For cluster management during testing, Geerling configured the Ansible automation tool to shut down and restart all nodes via script when instability occurred, which proved essential given the pre-release state of exo during his testing period.

Limitations and Current Constraints

RDMA over Thunderbolt is a significant capability but carries real constraints that developers and researchers should evaluate before committing to hardware.

The exo framework used in the reference benchmarks was a pre-release version during testing in December 2025, and stability issues including system crashes under sustained HPL load were reported. Thunderbolt’s daisy-chain topology limits how many units can be clustered before bandwidth contention reduces returns. A Thunderbolt 5 networking switch does not yet exist, capping practical cluster sizes. The total cost of $40,000 for four Mac Studios places this capability firmly in professional research and enterprise budgets, not hobbyist use.

Frequently Asked Questions (FAQs)

What is Apple TN3205?

TN3205 is an Apple developer technote published March 19, 2026, that documents how to enable RDMA over Thunderbolt on compatible Macs. It provides setup guidance, supported hardware details, and framework recommendations for developers building low-latency Mac clusters for AI and compute workloads.

Which Macs support RDMA over Thunderbolt?

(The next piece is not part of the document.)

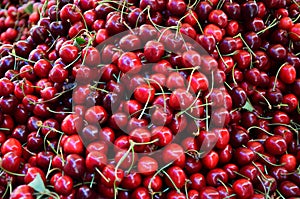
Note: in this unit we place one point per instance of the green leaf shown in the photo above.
(248, 106)
(38, 184)
(80, 40)
(29, 8)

Any Mac equipped with Thunderbolt 4 or later running macOS 26.2 Tahoe can act as an RDMA endpoint. However, Thunderbolt 5 is required for the full 80 Gb/s bandwidth needed for effective multi-node AI inference clustering. The Mac Studio with M3 Ultra is the confirmed reference hardware.

How much does RDMA reduce latency over Thunderbolt?

RDMA over Thunderbolt reduces memory access latency from approximately 300 microseconds over TCP to under 50 microseconds. This is a 6x or greater improvement that directly enables distributed memory to behave as a single shared pool across multiple machines.

What were the AI inference benchmark results?

On Qwen3 235B, a four-node Mac Studio cluster with exo and RDMA reached 31.9 tokens per second, versus 15.2 tokens per second for llama.cpp (TCP) on the same hardware. On DeepSeek V3.1 671B, exo with RDMA reached 32.5 tokens per second across four nodes.

What is the Kimi K2 result on the cluster?

Kimi K2 Thinking, a one-trillion-parameter model with 32 billion active parameters, is too large for a single Mac Studio to run. On two nodes with exo and RDMA it reached 21.6 tokens per second; on four nodes it reached 28.3 tokens per second, achieving practical interaction speed.

How much does a Mac Studio cluster for RDMA cost?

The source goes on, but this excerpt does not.